Los cuatro periodistas, Christine Kamikazi, Agnès Ndirubusa, Térence Mpozenzi y Egide Harerimana, trabajan para Iwacu, un semanario que es uno de los últimos bastiones de informes independientes en Burundi. Inicialmente acusados de "complicidad en una violación de la seguridad interna del estado", finalmente fueron condenados por "intento de complicidad en una violación de la seguridad interna del estado".
El tribunal también multó a cada uno de ellos con 1 millón de francos (482 euros) Y absolvió al conductor que fue arrestado con ellos (que no había sido puesto en prisión preventiva). También ordenó que el equipo incautado en el momento de su arresto se devolviera a Iwacu.
El 30 de diciembre, la fiscalía solicitó penas de prisión de 15 años para los periodistas, que fueron arrestados mientras intentaban cubrir una incursión rebelde en el noroeste del país. Pero el juicio estableció que no tenían vínculos con los rebeldes. Un examen minucioso de sus teléfonos móviles por parte de los servicios de inteligencia mostró que nunca habían estado en contacto con el grupo rebelde.
"La condena de estos cuatro reporteros es un castigo político con el único objetivo de mantener la presión sobre los periodistas independientes en los últimos meses antes de las elecciones presidenciales", dijo Arnaud Froger, jefe del escritorio de África de RSF. “El caso fue una fabricación completa y los periodistas deberían haber sido absueltos porque solo estaban haciendo su trabajo.
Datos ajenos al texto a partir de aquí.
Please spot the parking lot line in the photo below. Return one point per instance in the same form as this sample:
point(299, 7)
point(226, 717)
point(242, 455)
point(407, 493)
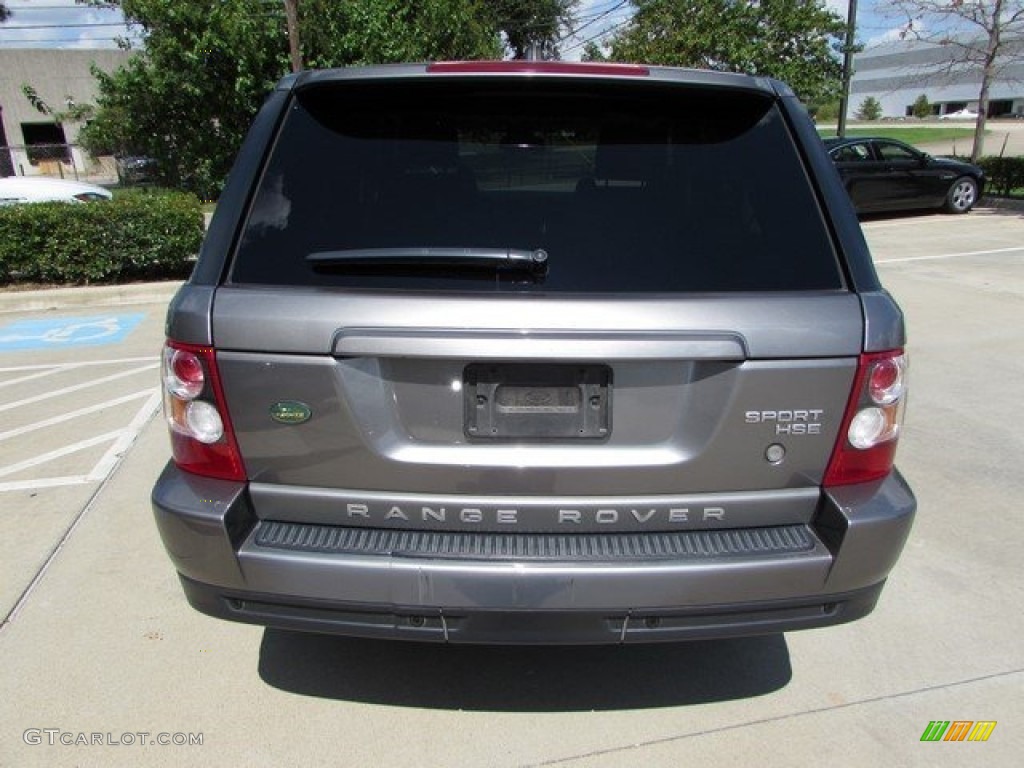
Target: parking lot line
point(126, 438)
point(56, 367)
point(949, 255)
point(77, 387)
point(58, 453)
point(74, 415)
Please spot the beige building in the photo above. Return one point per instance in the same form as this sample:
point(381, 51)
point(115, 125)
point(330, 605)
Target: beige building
point(32, 142)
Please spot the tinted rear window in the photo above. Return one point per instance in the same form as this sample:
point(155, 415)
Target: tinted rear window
point(628, 187)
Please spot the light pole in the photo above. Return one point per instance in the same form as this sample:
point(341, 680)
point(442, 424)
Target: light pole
point(851, 32)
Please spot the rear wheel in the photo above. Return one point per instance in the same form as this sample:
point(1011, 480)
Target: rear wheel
point(962, 196)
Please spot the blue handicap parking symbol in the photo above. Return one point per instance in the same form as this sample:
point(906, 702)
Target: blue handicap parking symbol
point(57, 333)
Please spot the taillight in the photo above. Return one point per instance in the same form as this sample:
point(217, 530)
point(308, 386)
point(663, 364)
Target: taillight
point(866, 443)
point(202, 439)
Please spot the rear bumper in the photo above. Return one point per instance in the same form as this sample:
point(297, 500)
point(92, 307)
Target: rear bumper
point(835, 576)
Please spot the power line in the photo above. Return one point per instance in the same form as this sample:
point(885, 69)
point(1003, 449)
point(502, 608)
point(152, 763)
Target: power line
point(608, 31)
point(61, 26)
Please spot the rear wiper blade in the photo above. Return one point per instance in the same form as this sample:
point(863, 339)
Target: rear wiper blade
point(480, 258)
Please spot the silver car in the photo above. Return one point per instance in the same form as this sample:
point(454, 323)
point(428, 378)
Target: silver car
point(534, 352)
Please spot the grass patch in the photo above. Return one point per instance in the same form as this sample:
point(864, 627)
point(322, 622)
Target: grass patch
point(909, 134)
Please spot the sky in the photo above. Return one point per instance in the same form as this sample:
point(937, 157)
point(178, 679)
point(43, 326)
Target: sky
point(59, 24)
point(62, 24)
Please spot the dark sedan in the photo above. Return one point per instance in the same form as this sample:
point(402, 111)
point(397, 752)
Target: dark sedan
point(882, 174)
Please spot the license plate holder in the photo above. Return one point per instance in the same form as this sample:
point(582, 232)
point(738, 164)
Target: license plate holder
point(537, 401)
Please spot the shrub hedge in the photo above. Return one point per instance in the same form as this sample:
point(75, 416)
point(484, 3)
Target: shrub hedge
point(136, 236)
point(1005, 175)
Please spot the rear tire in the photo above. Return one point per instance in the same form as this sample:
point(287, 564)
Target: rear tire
point(962, 196)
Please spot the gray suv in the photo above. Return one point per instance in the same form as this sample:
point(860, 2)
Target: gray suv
point(534, 352)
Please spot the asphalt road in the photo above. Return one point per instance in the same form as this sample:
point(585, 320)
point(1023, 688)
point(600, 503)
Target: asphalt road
point(98, 639)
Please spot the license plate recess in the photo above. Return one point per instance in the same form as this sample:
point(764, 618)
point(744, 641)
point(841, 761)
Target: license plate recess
point(518, 400)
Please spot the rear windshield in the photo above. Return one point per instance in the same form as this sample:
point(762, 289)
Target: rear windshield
point(624, 187)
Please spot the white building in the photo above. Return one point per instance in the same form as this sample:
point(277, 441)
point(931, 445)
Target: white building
point(32, 142)
point(897, 73)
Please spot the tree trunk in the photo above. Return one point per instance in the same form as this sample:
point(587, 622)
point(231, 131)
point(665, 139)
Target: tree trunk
point(294, 47)
point(987, 75)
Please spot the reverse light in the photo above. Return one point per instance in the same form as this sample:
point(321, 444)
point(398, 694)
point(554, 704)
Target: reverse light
point(866, 445)
point(202, 439)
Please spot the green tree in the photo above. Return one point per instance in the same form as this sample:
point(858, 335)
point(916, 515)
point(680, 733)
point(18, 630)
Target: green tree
point(922, 107)
point(981, 37)
point(794, 40)
point(869, 109)
point(188, 95)
point(527, 23)
point(371, 32)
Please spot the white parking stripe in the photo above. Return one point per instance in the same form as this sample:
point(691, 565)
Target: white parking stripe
point(58, 453)
point(73, 415)
point(47, 482)
point(77, 387)
point(111, 458)
point(89, 364)
point(39, 375)
point(949, 255)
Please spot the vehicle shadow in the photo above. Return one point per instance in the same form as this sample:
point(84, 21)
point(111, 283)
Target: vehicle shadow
point(523, 678)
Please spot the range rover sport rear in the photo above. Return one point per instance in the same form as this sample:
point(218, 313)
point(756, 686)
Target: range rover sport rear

Las oraciones son incomprensibles. Deberían ser liberados de forma inmediata e incondicional ”.
RSF lanzó una petición para la liberación de los cuatro periodistas a principios de enero.
Burundi se ha visto envuelto en una de las peores crisis de su historia desde el anuncio del presidente Pierre Nkurunziza en 2015 de que se postularía para un tercer mandato. El partido gobernante acaba de nombrar al general Evariste Ndayishimiye como su candidato para las elecciones presidenciales del 20 de mayo. Mientras tanto, los periodistas continúan siendo objeto de una intensa intimidación y las autoridades mantienen su estricto control sobre el panorama de los medios.
El 30 de diciembre, la fiscalía solicitó penas de prisión de 15 años para los periodistas, que fueron arrestados mientras intentaban cubrir una incursión rebelde en el noroeste del país. Pero el juicio estableció que no tenían vínculos con los rebeldes. Un examen minucioso de sus teléfonos móviles por parte de los servicios de inteligencia mostró que nunca habían estado en contacto con el grupo rebelde.
"La condena de estos cuatro reporteros es un castigo político con el único objetivo de mantener la presión sobre los periodistas independientes en los últimos meses antes de las elecciones presidenciales", dijo Arnaud Froger, jefe del escritorio de África de RSF. “El caso fue una fabricación completa y los periodistas deberían haber sido absueltos porque solo estaban haciendo su trabajo. Las oraciones son incomprensibles. Deberían ser liberados de forma inmediata e incondicional ”.
RSF lanzó una petición para la liberación de los cuatro periodistas a principios de enero.
Burundi se ha visto envuelto en una de las peores crisis de su historia desde el anuncio del presidente Pierre Nkurunziza en 2015 de que se postularía para un tercer mandato. El partido gobernante acaba de nombrar al general Evariste Ndayishimiye como su candidato para las elecciones presidenciales del 20 de mayo. Mientras tanto, los periodistas continúan siendo objeto de una intensa intimidación y las autoridades mantienen su estricto control sobre el panorama de los medios.
La BBC cerró su oficina en la capital, Bujumbura, en julio de 2019 después de no lograr que las autoridades levantaran una orden que suspendía sus actividades. La orden se emitió después de que emitiera un documental de televisión acusando a los servicios de seguridad de operar sitios secretos de tortura y detención. Una orden de suspensión de Voice of America por seis meses en 2018 se extendió indefinidamente en marzo de 2019 y aún está vigente.
Iwacu es acosado constantemente por las autoridades y su sitio web a menudo está bloqueado, lo que lleva a RSF a interceder. Las autoridades nunca han arrojado luz sobre el destino de un periodista de Iwacu, Jean Bigirirmana, que desapareció hace tres años y medio después de ser secuestrado por los servicios de inteligencia. RSF continúa exigiendo análisis de ADN de dos cuerpos que fueron encontrados unas semanas después de su desaparición.